Wow .. this is really "challenging" ocr

JNA/JNI is always a pain - its when  native libraries are used for either performance or legacy reasons.  And it makes Java programs much more complicated, fragile and difficult to maintain. But, after kicking Tessa4j around a bit - I wanted to see how well it worked.. so I spent a few extra cycles, kicking it and finally I got results (that's the good news) .. The bad news is it does some phenominally crappy ocr. 

With this image which is a SCREEN SHOT mind you .. about as perfect a picture of text there is.  No fuzzyness, no dusty street sign, this is as black and white as you could possibly get.

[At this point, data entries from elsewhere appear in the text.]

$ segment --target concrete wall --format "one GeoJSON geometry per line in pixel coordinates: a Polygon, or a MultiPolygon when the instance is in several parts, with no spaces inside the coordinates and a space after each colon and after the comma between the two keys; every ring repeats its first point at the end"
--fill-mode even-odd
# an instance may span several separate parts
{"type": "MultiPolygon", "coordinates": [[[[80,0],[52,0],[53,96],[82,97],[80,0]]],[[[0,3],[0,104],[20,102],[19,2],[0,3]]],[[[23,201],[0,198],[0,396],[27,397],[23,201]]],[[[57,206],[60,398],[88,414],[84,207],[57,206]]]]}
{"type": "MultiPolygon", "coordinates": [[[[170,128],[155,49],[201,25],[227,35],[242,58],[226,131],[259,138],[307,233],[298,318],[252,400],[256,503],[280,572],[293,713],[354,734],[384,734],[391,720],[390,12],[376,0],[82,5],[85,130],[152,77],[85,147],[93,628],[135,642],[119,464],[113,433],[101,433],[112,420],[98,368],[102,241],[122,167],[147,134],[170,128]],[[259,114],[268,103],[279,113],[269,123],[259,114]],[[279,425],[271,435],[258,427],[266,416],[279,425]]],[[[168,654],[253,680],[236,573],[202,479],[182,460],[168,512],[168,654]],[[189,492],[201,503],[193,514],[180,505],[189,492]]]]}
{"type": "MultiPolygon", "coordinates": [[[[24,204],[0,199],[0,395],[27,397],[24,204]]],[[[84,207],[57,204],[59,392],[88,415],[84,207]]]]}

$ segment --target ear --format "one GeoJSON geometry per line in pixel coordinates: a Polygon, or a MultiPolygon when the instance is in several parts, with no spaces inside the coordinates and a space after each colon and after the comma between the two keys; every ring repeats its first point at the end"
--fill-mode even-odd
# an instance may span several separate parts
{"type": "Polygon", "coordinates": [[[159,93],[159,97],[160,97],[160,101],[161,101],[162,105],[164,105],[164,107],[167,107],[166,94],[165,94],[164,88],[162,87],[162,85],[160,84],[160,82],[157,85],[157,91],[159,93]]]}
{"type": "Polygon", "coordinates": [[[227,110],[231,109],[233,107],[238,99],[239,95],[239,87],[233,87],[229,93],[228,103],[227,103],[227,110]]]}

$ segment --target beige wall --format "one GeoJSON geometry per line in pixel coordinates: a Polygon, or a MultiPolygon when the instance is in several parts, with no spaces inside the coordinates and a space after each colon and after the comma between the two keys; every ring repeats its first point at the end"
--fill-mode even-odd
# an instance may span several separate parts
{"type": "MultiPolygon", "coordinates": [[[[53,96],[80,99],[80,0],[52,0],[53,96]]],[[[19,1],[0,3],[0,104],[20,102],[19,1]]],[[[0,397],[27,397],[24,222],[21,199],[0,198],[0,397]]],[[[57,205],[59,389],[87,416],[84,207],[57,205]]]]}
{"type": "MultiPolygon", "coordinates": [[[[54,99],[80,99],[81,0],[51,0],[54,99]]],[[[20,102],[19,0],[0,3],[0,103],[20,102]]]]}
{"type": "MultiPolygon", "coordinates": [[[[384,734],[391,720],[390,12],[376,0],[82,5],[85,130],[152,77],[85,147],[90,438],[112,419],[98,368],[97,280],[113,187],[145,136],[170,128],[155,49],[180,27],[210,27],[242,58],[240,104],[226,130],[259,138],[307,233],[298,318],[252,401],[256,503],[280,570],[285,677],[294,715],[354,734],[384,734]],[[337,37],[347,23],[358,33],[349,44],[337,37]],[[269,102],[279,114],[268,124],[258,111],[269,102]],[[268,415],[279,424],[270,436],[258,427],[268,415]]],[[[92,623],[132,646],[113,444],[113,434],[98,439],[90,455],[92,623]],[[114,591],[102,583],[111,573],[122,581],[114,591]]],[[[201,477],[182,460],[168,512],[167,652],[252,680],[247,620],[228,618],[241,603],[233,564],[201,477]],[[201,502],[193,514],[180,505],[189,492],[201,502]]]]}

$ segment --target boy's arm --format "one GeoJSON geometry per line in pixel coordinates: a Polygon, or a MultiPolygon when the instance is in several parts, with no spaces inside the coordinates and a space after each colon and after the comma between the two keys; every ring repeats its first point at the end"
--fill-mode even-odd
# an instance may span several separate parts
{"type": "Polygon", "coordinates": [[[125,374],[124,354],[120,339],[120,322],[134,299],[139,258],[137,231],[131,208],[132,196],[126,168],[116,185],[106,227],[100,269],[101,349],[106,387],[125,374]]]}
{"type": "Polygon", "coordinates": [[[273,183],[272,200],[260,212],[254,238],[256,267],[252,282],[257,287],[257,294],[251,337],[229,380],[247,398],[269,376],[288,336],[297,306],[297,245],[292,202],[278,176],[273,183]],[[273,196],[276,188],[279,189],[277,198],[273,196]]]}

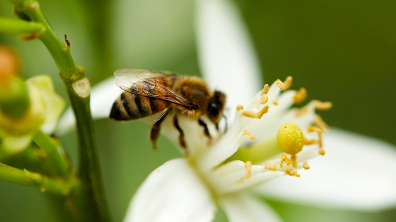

With the above screen shot I got this as recognized text.

 

 /(ekSI/ 1-)
noun
I a book a omenunlmn nrprmled walk regarded ntevms om cormm ramenhan Ils physical
form,
'2 um um explores paln and gner
synonym hook me wmlen wofk pinned walk, document
'2 um um explores paln and gner
2 the main bodyafa book H mm: pematwmngas dlsmlcl «mm mm maleual such 25 notes,
appeudmes, and .uusuaum,
'Ihe plclums are clear and relate well m the ten'
synonym wmds, warding, willing, Mme
m
I send a text messagela
'l mmgm n was fzmasuc am he umk Ihe [mthle m «m me'
 
Building haar models to recognize characters in "pure" opencv seems like it might get better results :P
 
All I got to say is, "ifkd dsfuiej felk3 fslkjkd erxoiuu !!!"
 
Ok, so of course I spoke too soon... I'm always appreciative of the open source community for providing so much work and effort in a complex area.  
 
I found it frustrating at first because (of course) my lack of knowlege regarding what images are suitable, and what things can "help" with ocr.  I have a lot to learn
 
Anyway, I downloaded the latest Tessa4J 3.4.0 from sourceforge - and ran ant
It did a nice job of building it all and auto-magically testing the project with test data supplied.
Here is one of the test images.
It is higher res - the image above is 1024 x 768.
 
The results in text are :

The (quick) [brown] {fox} jumps!
Over the $43,456.78 <lazy> #90 dog
& duck/goose. as 12.5% of E-mail
from aspammer@website.com is spam.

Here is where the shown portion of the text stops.